I am fortunate to live close to the Canadian Co-operative Woolgrowers in Carleton Place, Ontario. A few times a year I make the short drive to the co-op to pick out some fleeces. They are housed in an old stone building which is bitingly cold in the winter. When you enter you can see bags and bags of wool, more wool than you can imagine being in one place.
The co-operative grades and markets close to 3 million pounds of raw wool each year. That’s a lot of wool. Each of the three general classes of wool (fine, medium and coarse) are sold wherever the best prices are available. Much of it goes to China. Most of the wool at the co-op is dirty, full of hay, seeds and other stuff that comes from living in a field and never brushing your hair all year. But the wool sorters keep promising fleeces aside for hand spinners and this is what I have come to see.

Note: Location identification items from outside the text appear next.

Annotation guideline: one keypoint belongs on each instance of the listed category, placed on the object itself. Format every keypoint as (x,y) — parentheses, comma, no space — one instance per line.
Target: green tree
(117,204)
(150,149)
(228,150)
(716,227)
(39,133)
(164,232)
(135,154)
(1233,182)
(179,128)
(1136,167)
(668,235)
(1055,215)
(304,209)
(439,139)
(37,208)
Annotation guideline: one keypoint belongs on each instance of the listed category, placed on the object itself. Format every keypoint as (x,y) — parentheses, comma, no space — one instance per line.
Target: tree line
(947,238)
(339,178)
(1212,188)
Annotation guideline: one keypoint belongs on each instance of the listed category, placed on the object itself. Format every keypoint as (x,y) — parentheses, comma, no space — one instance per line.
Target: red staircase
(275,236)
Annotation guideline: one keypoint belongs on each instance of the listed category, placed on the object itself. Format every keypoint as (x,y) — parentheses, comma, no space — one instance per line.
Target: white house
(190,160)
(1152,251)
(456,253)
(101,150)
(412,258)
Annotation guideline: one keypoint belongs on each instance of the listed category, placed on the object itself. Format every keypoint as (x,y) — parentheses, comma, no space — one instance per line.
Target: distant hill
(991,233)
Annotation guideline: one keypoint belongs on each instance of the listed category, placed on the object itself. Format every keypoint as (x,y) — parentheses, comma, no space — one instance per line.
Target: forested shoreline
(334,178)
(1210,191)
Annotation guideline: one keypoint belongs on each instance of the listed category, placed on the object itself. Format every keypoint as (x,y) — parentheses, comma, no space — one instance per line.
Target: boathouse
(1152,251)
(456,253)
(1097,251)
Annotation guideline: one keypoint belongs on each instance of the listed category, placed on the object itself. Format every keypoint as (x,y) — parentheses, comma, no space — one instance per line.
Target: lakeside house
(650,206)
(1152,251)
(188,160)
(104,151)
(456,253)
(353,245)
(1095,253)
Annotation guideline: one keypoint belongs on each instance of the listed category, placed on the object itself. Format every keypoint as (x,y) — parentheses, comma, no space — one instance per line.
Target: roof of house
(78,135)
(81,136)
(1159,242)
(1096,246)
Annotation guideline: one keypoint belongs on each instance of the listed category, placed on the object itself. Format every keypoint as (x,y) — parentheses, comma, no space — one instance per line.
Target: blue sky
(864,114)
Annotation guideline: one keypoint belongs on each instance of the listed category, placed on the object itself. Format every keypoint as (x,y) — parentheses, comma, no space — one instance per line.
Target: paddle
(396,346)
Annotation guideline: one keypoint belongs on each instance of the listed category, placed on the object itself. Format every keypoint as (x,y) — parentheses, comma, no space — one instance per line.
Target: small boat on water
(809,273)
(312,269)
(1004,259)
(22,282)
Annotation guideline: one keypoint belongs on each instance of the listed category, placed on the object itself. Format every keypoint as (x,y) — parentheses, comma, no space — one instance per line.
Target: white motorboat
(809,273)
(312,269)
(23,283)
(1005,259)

The wool is divided into bins for coarse, medium and fine. Fleeces are just tossed into the bins and require persistence to extract. I have been known to climb into a bin to root around and find the best wool. Sometimes you can find a treasure there; sometimes there is nothing really good.
Prices are bargain basement ranging from three to five dollars a pound if you are buying less than 50 pounds of wool at a time. If you really like wool and buy a minimum of 500 pounds the price decreases to two to three dollars fifty per pound. I don’t expect to ever need that much wool.
The last time I visited the woolgrowers in March I came home with 21 pounds of wool including a 10 pound very black fleece that I am guessing is some kind of down breed cross, a seven pound grey fleece of similar heritage and a few pounds of a lovely fine white fleece.